Differentially Private Neural Tangent Kernels for Privacy-Preserving Data Generation
Yilin Yang, Kamil Adamczewski, Danica J. Sutherland, Xiaoxiao Li, Mijung Park
TL;DR
This work introduces DP-NTK, a practical framework for differential privacy in data generation that uses finite-dimensional empirical Neural Tangent Kernel features within a kernel mean embedding and MMD objective. By privatizing the mean embedding with the Gaussian mechanism and training a generator to minimize the privatized MMD, DP-NTK achieves strong privacy guarantees while maintaining high utility, even without public data. Theoretical analysis shows that the private minimizer closely tracks the non-private optimum, with favorable rates, and empirical results across MNIST, FashionMNIST, CelebA, CIFAR-10, and tabular datasets demonstrate competitive or superior performance relative to state-of-the-art private generators. The approach offers a scalable, data-efficient pathway for privacy-preserving data synthesis with broad applicability across vision and tabular domains.
Abstract
Maximum mean discrepancy (MMD) is a particularly useful distance metric for differentially private data generation: when used with finite-dimensional features it allows us to summarize and privatize the data distribution once, which we can repeatedly use during generator training without further privacy loss.

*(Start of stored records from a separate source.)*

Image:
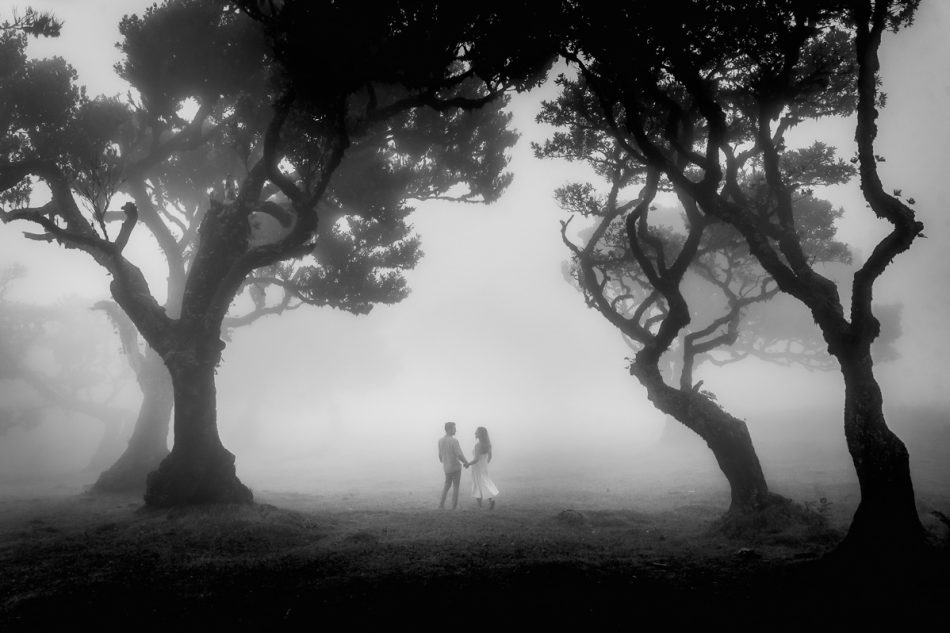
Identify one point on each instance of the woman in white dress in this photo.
(482, 485)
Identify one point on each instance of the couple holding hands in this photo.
(452, 458)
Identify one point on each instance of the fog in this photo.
(494, 335)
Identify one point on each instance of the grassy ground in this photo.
(551, 555)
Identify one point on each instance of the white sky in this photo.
(492, 334)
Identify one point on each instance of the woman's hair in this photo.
(482, 434)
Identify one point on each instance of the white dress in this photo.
(482, 485)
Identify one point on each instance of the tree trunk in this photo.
(199, 469)
(886, 521)
(148, 445)
(727, 437)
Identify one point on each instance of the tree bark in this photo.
(199, 469)
(148, 445)
(727, 437)
(886, 522)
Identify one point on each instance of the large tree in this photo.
(382, 107)
(753, 70)
(678, 286)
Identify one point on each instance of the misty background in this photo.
(494, 335)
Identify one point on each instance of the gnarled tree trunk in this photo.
(148, 445)
(199, 469)
(886, 521)
(727, 437)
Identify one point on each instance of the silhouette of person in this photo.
(482, 485)
(450, 454)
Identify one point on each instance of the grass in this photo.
(551, 555)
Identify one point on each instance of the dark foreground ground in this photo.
(343, 561)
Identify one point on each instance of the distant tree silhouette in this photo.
(58, 358)
(386, 106)
(693, 91)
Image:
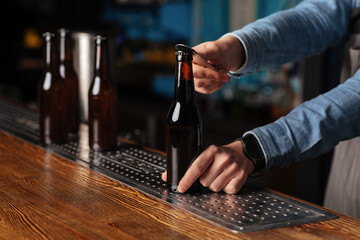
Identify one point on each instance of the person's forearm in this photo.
(314, 127)
(293, 34)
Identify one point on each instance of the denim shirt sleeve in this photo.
(290, 35)
(314, 127)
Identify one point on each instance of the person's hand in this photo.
(219, 168)
(226, 54)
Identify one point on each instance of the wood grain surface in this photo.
(45, 196)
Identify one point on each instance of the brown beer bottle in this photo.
(69, 75)
(51, 96)
(102, 101)
(184, 127)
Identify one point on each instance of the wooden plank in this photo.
(43, 196)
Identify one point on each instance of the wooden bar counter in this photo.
(46, 196)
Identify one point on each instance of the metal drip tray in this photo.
(254, 208)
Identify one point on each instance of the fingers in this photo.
(207, 80)
(196, 169)
(219, 168)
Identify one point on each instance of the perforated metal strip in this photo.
(253, 209)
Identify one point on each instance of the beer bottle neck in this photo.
(102, 66)
(184, 82)
(51, 57)
(65, 50)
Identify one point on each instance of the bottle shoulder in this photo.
(181, 113)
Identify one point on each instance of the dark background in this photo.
(144, 34)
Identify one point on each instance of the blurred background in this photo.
(143, 34)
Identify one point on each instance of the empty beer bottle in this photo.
(51, 97)
(70, 77)
(184, 127)
(102, 101)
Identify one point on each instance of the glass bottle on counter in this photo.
(102, 101)
(52, 97)
(70, 77)
(184, 127)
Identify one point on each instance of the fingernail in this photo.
(181, 189)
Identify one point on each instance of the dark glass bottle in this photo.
(102, 101)
(184, 131)
(70, 77)
(52, 97)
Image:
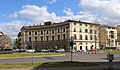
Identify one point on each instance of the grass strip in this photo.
(45, 64)
(113, 51)
(22, 55)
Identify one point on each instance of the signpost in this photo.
(71, 44)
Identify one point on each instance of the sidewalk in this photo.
(62, 68)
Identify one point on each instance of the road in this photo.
(67, 57)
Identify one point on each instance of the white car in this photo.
(30, 50)
(60, 50)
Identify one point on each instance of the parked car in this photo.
(30, 50)
(92, 51)
(60, 50)
(6, 51)
(51, 50)
(38, 50)
(44, 50)
(19, 50)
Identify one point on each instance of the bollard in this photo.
(110, 58)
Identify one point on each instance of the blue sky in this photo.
(17, 13)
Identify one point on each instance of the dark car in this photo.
(6, 51)
(38, 50)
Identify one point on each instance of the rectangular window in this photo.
(80, 37)
(80, 47)
(35, 38)
(41, 38)
(91, 37)
(29, 33)
(86, 37)
(63, 29)
(74, 29)
(35, 33)
(30, 39)
(52, 31)
(74, 23)
(58, 37)
(64, 37)
(53, 38)
(80, 30)
(86, 30)
(75, 37)
(58, 30)
(90, 31)
(47, 32)
(41, 32)
(80, 24)
(47, 38)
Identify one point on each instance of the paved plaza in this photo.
(99, 58)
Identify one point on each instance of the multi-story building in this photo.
(58, 35)
(118, 36)
(108, 37)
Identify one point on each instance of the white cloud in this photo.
(12, 28)
(68, 12)
(52, 1)
(14, 15)
(38, 14)
(103, 8)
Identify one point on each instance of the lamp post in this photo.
(71, 44)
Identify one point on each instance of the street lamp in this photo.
(71, 44)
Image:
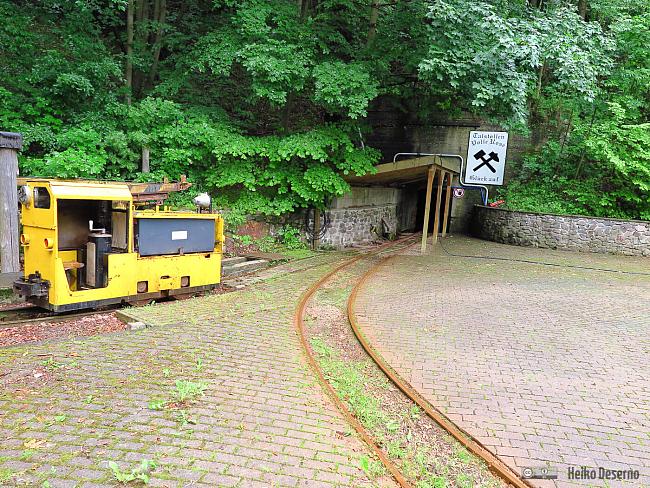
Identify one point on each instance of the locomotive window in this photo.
(41, 197)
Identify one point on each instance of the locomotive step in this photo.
(227, 262)
(243, 267)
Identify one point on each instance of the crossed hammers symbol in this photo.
(486, 162)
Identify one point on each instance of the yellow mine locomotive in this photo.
(89, 243)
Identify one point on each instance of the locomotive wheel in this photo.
(140, 303)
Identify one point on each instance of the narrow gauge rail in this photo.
(493, 462)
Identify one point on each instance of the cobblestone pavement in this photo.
(67, 409)
(543, 365)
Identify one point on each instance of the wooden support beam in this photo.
(445, 217)
(436, 218)
(10, 144)
(316, 238)
(427, 204)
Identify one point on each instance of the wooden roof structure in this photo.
(406, 171)
(400, 173)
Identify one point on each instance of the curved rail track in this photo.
(494, 464)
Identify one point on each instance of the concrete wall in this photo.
(575, 233)
(356, 218)
(394, 131)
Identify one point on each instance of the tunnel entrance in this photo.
(419, 194)
(424, 183)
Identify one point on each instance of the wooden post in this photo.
(316, 239)
(10, 144)
(145, 159)
(436, 218)
(445, 217)
(427, 204)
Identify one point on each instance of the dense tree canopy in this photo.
(263, 102)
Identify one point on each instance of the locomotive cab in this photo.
(86, 245)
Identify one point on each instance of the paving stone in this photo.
(542, 364)
(262, 414)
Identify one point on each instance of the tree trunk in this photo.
(582, 9)
(374, 15)
(162, 12)
(145, 159)
(129, 52)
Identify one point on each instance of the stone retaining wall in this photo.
(349, 226)
(570, 232)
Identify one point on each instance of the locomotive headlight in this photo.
(202, 200)
(25, 195)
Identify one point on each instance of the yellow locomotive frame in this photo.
(52, 214)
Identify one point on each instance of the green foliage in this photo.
(601, 167)
(140, 473)
(186, 390)
(261, 103)
(491, 55)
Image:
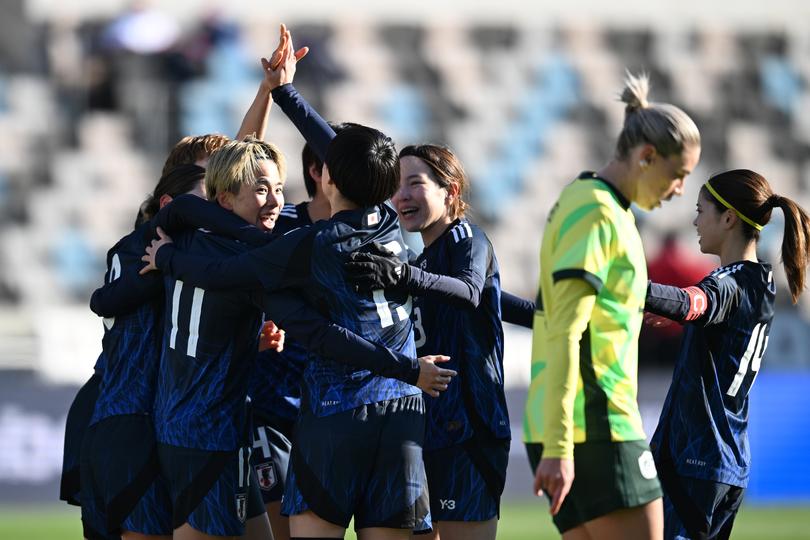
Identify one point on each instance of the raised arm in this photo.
(314, 128)
(255, 120)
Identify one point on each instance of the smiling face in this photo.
(275, 197)
(421, 203)
(709, 223)
(258, 204)
(662, 177)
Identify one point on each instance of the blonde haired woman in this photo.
(583, 428)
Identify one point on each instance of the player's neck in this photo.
(339, 204)
(616, 173)
(318, 208)
(738, 249)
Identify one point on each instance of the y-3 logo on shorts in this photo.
(646, 465)
(241, 507)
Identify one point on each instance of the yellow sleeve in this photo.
(574, 300)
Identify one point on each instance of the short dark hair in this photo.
(176, 181)
(364, 165)
(192, 149)
(309, 158)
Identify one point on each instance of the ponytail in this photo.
(749, 195)
(794, 244)
(664, 126)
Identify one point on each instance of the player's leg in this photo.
(577, 533)
(617, 489)
(278, 523)
(94, 519)
(395, 502)
(693, 508)
(644, 522)
(270, 458)
(78, 418)
(135, 499)
(257, 525)
(258, 528)
(308, 525)
(209, 491)
(330, 458)
(129, 535)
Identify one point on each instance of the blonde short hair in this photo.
(236, 164)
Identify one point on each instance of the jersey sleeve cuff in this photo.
(577, 273)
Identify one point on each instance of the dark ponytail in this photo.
(751, 196)
(174, 182)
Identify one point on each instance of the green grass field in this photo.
(520, 521)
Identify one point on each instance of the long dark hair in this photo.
(751, 195)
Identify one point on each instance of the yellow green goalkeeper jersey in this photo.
(591, 235)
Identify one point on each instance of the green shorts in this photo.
(608, 476)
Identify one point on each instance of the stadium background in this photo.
(94, 92)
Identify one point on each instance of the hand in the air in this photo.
(271, 337)
(280, 68)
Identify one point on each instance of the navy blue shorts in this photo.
(121, 488)
(271, 455)
(466, 480)
(78, 418)
(366, 463)
(213, 491)
(697, 509)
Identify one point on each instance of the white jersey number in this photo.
(752, 356)
(384, 310)
(115, 273)
(419, 336)
(194, 321)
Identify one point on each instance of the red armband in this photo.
(698, 303)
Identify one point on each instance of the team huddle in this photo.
(273, 370)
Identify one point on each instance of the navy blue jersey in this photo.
(704, 422)
(131, 341)
(383, 317)
(209, 349)
(310, 260)
(472, 336)
(133, 308)
(275, 386)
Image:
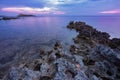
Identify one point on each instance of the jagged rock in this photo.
(22, 74)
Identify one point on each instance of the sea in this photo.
(26, 36)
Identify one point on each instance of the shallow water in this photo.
(26, 36)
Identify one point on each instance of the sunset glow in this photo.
(45, 10)
(111, 12)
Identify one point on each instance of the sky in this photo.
(60, 7)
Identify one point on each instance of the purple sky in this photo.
(60, 7)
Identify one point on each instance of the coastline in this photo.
(91, 50)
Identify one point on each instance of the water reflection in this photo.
(26, 36)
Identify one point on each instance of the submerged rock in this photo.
(92, 57)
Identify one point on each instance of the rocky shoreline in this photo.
(93, 56)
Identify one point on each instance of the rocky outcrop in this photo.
(90, 58)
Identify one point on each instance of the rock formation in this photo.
(93, 57)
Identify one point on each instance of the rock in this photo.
(22, 74)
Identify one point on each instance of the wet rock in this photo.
(22, 74)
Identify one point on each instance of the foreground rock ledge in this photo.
(93, 57)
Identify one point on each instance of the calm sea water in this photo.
(26, 36)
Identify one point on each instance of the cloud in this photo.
(44, 10)
(59, 2)
(117, 11)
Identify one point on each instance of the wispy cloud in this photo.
(117, 11)
(44, 10)
(58, 2)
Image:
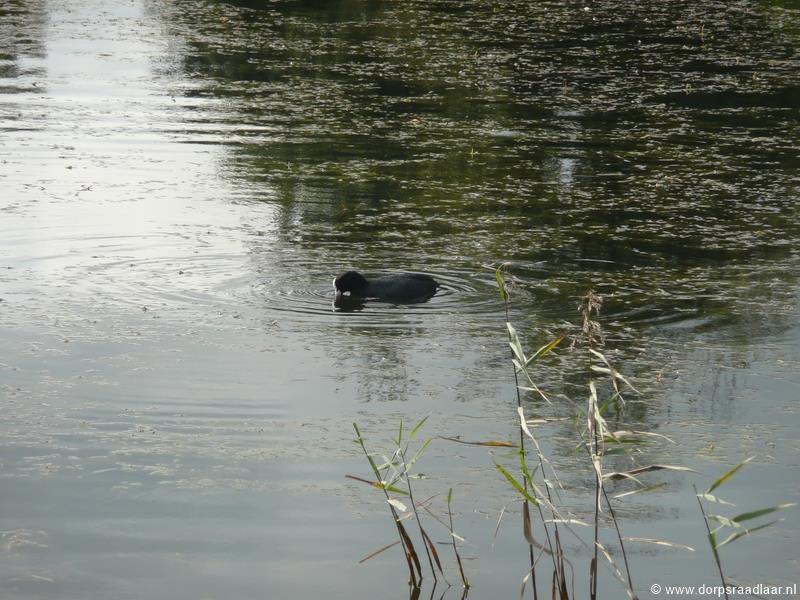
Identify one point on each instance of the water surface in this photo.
(182, 180)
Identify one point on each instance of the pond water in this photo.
(180, 182)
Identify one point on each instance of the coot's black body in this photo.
(405, 287)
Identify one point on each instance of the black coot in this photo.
(405, 287)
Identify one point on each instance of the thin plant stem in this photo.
(712, 544)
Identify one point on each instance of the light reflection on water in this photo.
(181, 182)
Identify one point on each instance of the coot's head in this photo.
(350, 282)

An important question in this framework is, then, what features are useful to distinguish between real and synthetic data distributions, and whether those enable us to generate quality synthetic data. This work considers the using the features of $\textit{neural tangent kernels (NTKs)}$, more precisely $\textit{empirical}$ NTKs (e-NTKs). We find that, perhaps surprisingly, the expressiveness of the untrained e-NTK features is comparable to that of the features taken from pre-trained perceptual features using public data. As a result, our method improves the privacy-accuracy trade-off compared to other state-of-the-art methods, without relying on any public data, as demonstrated on several tabular and image benchmark datasets.